Patients who have donated samples to the FHRB Biobank have the right to check whether their samples and related data are being stored in the biobank. Sample donors have the right to ask where data concerning them has been obtained from, and who has been granted access to their samples and data. Sample donors are also entitled to receive information concerning their health as determined based on a sample.
Sample donors are provided with an opportunity to receive an account of the significance of such information. A fee is charged for explaining the significance of the information. This fee shall not exceed the expenses incurred in providing the explanation. Sample donors will be referred to healthcare service providers or genetic counseling if needed.
Sample donors have the right to limit or withdraw their consent at any time without this affecting their future care. Donors may also decide whether or not they wish to receive information, which may be of clinical significance, on the findings from analysis of their sample. You may request for rectification of inaccurate information by using the rectification request form.

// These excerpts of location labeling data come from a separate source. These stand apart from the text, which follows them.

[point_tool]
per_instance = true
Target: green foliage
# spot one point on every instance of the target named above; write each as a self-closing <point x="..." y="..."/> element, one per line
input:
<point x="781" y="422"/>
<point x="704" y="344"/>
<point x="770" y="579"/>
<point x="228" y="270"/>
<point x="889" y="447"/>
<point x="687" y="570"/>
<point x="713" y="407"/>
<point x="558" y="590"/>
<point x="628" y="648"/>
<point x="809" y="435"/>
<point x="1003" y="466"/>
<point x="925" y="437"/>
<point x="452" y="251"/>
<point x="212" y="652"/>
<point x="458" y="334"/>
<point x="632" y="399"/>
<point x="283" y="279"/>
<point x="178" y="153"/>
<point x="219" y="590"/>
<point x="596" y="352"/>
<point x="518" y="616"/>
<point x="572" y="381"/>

Provisions on the rights of biobank sample donors to receive information about their samples and the related data are laid down in the Biobank Act (688/2012, Section 39).

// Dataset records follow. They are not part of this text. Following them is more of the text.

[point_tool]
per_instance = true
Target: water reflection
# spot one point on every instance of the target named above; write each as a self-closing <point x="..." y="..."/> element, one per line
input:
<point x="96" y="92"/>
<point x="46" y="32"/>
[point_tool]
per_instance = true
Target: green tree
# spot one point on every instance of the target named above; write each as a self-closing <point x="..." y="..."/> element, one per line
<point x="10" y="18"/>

Request for information from the FHRB personal register (PDF)
Request for rectification of data on the FHRB personal data file (PDF)
OBS: The biobanking law has been updated to be in line with the EU general data protection regulation and other legislation in force. The changes in the law will not require actions from current biobank donors, and samples will be taken normally. We will still handle samples with care, and follow the law in addition to strict data protection principles. The updated law will come into force on 1.1.2024.